Une autre question a émergé avec la cinquième vague : le statut vaccinal dans les décisions. Les discussions du comité éthique au niveau départemental de la Loire ont abouti, dans la droite ligne de la position prise par la Société française d'anesthésie et de réanimation, à la conclusion que ce statut vaccinal n'avait pas à être pris en compte dans l'admission en réanimation, lit-on dans Le Monde.

La sélection a été plus stricte ces dernières semaines, reconnaît à Marseille, le chef de service à l'hôpital Nord, Jean-Marie Forel, avec des patients qui auraient été admis en temps normal et qu'il a refusés, afin de garder des lits pour des malades avec un meilleur pronostic : "Cela est arrivé, au cas par cas, uniquement pour des personnes d'un très grand âge, avec beaucoup de comorbidités, qui avaient des chances jugées extrêmement faibles de s'en sortir."
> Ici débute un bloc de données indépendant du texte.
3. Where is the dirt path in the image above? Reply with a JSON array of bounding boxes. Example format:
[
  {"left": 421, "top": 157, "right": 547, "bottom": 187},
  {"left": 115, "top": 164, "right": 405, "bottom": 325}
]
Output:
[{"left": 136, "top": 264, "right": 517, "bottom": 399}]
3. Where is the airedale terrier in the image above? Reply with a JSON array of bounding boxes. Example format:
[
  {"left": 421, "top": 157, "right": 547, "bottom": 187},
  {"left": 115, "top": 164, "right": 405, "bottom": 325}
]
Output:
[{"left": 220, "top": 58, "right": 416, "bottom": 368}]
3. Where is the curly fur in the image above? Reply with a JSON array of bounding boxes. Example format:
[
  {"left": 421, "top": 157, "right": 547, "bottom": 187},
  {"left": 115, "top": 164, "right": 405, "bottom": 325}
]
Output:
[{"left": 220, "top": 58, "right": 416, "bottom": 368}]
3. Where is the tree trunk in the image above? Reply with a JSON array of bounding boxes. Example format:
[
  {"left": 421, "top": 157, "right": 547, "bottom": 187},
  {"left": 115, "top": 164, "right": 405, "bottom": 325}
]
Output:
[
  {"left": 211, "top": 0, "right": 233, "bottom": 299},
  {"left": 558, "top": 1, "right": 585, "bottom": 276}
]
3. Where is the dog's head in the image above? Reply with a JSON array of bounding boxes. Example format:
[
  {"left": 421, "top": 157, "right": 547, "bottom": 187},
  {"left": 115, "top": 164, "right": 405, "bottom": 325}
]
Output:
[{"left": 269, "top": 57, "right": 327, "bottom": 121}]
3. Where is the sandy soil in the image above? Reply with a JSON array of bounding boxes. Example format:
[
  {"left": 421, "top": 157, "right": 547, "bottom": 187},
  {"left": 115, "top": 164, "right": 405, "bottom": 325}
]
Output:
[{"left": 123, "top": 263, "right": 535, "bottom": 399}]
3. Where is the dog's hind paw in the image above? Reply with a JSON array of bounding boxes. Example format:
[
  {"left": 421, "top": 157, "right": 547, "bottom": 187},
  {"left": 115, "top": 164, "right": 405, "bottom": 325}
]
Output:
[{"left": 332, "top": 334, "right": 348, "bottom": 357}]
Au SAMU du CHU de Grenoble, le médecin anesthésiste réanimateur Raphaël Briot le résume dans une formule simple : "On prend des décisions qu'on ne prendrait pas si on était moins tendu, mais c'est toujours pour des patients qui sont au bout du bout. En temps normal, même si, pour un patient, on n'y croit pas trop, on lui donne sa chance, on préfère toujours faire un petit plus, qu'un petit peu moins, le doute bénéficie au patient. Là, on est plus regardant." D'autres situations entraînent des malades à être admis dans des structures qui ne font pas de réanimation en temps normal. "C'est une prise en charge dégradée, s'inquiète le chef adjoint du service de réanimation. On sait que cela induit des pertes de chance, cela a été démontré lors des précédentes vagues", alerte le réanimateur Michel Slama du CHU d'Amiens. Emmanuel Hirsch, professeur d'éthique médicale à l'université Paris-Saclay, souhaite mettre cette question taboue du tri sur la table : "Ce sont des choix vitaux qui interrogent nos valeurs, la justice dans l'accès aux soins, c'est un enjeu démocratique." Quand il sera l'heure de faire le bilan de la crise sanitaire, les autorités devront s'interroger sur les conséquences de cette épineuse question.